The modified ingredient list is as follows:
- 120 g unsalted butter
- 60 g brown sugar
- 50 g granulated sugar
- 1 egg
- ̶1̶5̶0̶ ̶g̶ ̶A̶P̶ ̶f̶l̶o̶u̶r̶ → 125 g AP flour + 25 g mugwort
- 5 g cornstarch
- 1/2 tsp baking powder
- 1/4 tsp baking soda
- pinch of salt
- vanilla extract
- ̶1̶2̶0̶ → 150 g chopped white chocolate, plus more to top
Yield: 18 cookies, using 1.5 tbsp cookie scoop
- Proportion: The white chocolate had been chopped too fine, actively infusing into the dough as the cookie baked. Larger chunks (greater than 1 cm) would contribute gustatory interest in terms of texture and flavour without compromising overall harmony. It had been a good decision to include the whole couverture piece on top.

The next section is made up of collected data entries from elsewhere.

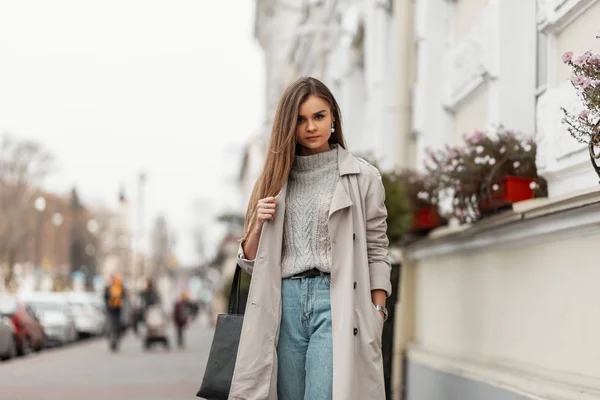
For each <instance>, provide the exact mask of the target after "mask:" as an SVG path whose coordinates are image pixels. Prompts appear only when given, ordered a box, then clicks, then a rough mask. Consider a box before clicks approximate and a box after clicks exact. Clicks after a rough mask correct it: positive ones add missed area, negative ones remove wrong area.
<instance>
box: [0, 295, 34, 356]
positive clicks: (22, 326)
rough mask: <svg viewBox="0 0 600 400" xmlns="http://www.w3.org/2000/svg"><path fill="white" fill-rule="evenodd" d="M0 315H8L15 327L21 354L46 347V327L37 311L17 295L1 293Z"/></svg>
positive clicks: (15, 335)
mask: <svg viewBox="0 0 600 400" xmlns="http://www.w3.org/2000/svg"><path fill="white" fill-rule="evenodd" d="M0 316H3V317H8V318H9V319H10V320H11V321H12V323H13V325H14V327H15V338H16V339H17V340H16V342H17V353H18V354H19V355H24V354H28V353H29V352H31V351H32V350H34V351H40V350H42V349H43V348H44V346H45V333H44V328H43V327H42V324H41V323H40V320H39V317H38V315H37V314H36V312H35V311H34V310H33V309H32V308H31V307H29V306H28V305H27V304H25V303H24V302H22V301H21V300H19V299H18V298H17V297H15V296H12V295H9V294H0Z"/></svg>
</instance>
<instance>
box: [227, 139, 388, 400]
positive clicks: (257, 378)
mask: <svg viewBox="0 0 600 400" xmlns="http://www.w3.org/2000/svg"><path fill="white" fill-rule="evenodd" d="M338 165H339V172H340V180H339V182H338V184H337V187H336V189H335V192H334V195H333V198H332V202H331V209H330V212H329V235H330V238H331V246H332V249H331V250H332V269H331V294H330V296H331V315H332V330H333V400H382V399H385V390H384V380H383V360H382V354H381V334H382V329H383V319H382V318H381V316H380V314H379V313H378V312H377V310H376V309H375V306H374V305H373V303H372V301H371V290H374V289H383V290H385V291H387V293H388V295H389V294H390V293H391V283H390V270H391V268H390V264H389V261H388V250H387V247H388V239H387V236H386V229H387V225H386V218H387V211H386V208H385V205H384V197H385V194H384V189H383V184H382V183H381V177H380V175H379V173H378V171H377V170H376V169H375V168H374V167H373V166H371V165H370V164H368V163H367V162H365V161H363V160H361V159H359V158H356V157H354V156H353V155H351V154H350V153H348V152H347V151H346V150H344V149H343V148H341V147H339V149H338ZM286 188H287V184H286V185H284V187H283V189H282V190H281V192H280V193H279V194H278V195H277V200H278V201H279V206H278V212H277V213H276V217H275V219H274V220H273V221H270V222H268V223H266V224H264V225H263V230H262V233H261V237H260V241H259V245H258V250H257V253H256V260H255V261H254V263H252V264H249V263H248V262H246V263H244V262H243V261H244V260H243V252H242V250H241V249H240V254H239V257H240V261H241V262H240V265H241V266H242V267H244V268H245V269H246V270H247V271H248V272H249V273H250V274H252V283H251V285H250V292H249V295H248V301H247V306H246V313H245V317H244V323H243V327H242V334H241V337H240V346H239V350H238V355H237V360H236V366H235V371H234V374H233V380H232V384H231V390H230V393H229V399H230V400H267V399H268V400H277V353H276V348H277V341H278V338H279V323H280V319H281V249H282V239H283V220H284V210H285V194H286ZM240 247H241V246H240ZM280 400H285V399H280Z"/></svg>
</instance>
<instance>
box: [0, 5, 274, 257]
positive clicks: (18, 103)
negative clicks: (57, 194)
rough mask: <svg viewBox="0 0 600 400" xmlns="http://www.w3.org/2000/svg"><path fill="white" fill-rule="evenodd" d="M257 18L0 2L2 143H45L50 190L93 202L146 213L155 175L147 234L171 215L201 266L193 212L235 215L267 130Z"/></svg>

- Flour: There wasn't enough flour, causing the bottoms of the cookies to ooze grease within the first three hours of being removed from the oven. Mugwort did not offer the same stabilizing power as flour, thus a 1:1 swap is not recommended. The cookies emerged thinner and flatter than boasting the signature Levain height and substantiality. I also reckon that I could add a hint more baking powder, or let the dough rest briefly to control spread and improve rise.
- Temperature: The oven temperature was either too low, causing the cookies to spread more readily, or too hot, causing the chocolate centre to crack before the rest of the dough baked through. Admittedly, this concern is unrelated to the procedure itself and lies with the fault of my finnicky oven (that is due for replacement at any time now).
Albeit a condensed period of relief, my sanity desperately needed it.